How TopUniversities is helping you discover the right university and program | Top Universities

How TopUniversities is helping you discover the right university and program

By Rachel W

Updated April 15, 2021 Updated April 15, 2021
  • Easily accessible information for universities around the world - all available in English
  • Career guidance and planning tools - which degree will best prepare you for your chosen field?
  • Providing an alternative to the agency experience for international students

Finding and choosing a university can be incredibly difficult under the best of circumstances, let alone when applying from abroad. 

I knew that I wanted to attend grad school in the UK, but like most Americans I couldn’t name any universities beyond Oxford, Cambridge, and LSE. Not a great starting point.

During my search I came across TopUniversities.com and learned about a little school called University College London, which happened to have a program that matched exactly what I was looking for.

Flying a 22-hour round trip to tour schools that I might not be accepted to anyway was out of the question, so I had to rely on online resources to make my decisions.

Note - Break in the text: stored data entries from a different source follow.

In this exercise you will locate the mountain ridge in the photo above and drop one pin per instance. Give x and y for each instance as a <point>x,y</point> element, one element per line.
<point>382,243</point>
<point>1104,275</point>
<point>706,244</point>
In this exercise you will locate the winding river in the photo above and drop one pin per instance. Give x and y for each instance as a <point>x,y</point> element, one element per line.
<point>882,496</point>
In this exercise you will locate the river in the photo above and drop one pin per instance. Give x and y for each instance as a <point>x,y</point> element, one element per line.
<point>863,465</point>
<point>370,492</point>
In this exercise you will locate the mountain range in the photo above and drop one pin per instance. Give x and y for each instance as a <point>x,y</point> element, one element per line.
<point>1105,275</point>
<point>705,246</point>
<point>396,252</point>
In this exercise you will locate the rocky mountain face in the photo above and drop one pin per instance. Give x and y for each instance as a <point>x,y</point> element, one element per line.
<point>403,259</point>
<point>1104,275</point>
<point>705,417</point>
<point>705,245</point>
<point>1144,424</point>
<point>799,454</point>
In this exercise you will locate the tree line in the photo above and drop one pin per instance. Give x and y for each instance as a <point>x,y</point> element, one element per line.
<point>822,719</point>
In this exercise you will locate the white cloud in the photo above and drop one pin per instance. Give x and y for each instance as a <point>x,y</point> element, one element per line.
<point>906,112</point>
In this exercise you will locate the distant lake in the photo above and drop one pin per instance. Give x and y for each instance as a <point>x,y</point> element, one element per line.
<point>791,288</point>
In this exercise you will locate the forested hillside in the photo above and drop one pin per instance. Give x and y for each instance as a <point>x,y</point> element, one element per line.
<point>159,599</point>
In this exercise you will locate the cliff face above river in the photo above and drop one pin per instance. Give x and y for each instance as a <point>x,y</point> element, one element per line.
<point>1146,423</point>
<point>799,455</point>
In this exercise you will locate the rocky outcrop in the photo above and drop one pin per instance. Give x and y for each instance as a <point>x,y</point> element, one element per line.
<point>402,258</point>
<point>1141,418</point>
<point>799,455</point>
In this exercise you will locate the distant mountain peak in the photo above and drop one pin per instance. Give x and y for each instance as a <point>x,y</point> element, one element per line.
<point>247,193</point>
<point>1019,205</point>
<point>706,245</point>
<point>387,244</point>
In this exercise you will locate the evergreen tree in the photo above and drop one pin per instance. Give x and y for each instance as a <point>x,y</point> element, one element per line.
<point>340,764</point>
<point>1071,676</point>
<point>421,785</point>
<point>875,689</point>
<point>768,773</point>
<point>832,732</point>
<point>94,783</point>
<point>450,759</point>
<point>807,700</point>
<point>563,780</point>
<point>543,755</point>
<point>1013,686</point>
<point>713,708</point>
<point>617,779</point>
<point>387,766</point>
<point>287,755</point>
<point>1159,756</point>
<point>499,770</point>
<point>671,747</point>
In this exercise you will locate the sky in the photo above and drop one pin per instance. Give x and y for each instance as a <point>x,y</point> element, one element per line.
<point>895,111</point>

The whole process was confusing, nerve-wracking, and at times downright painful.

Two years, one dissertation, and a global pandemic later, I had my diploma from UCL and a job working as QS’s first user researcher, tasked with improving the higher education discovery process that I had gone through not so long ago. 

Learning about our audience

Being the first user researcher at a company presents many challenges, but it also presented me with every qualitative researcher’s dream: a blank slate and free reign. 

Before we could start improving the higher education discovery process, we had to get a better idea of what that process actually looks like for prospective students around the world. To do this, I held one-on-one interviews with 42 participants over the span of four weeks. 

We heard from individuals from 26 different countries, across all age groups and all levels of study. At the end I had 3,780 minutes of data to analyse and a resolve to never fit that many interviews over such a short period of time again! 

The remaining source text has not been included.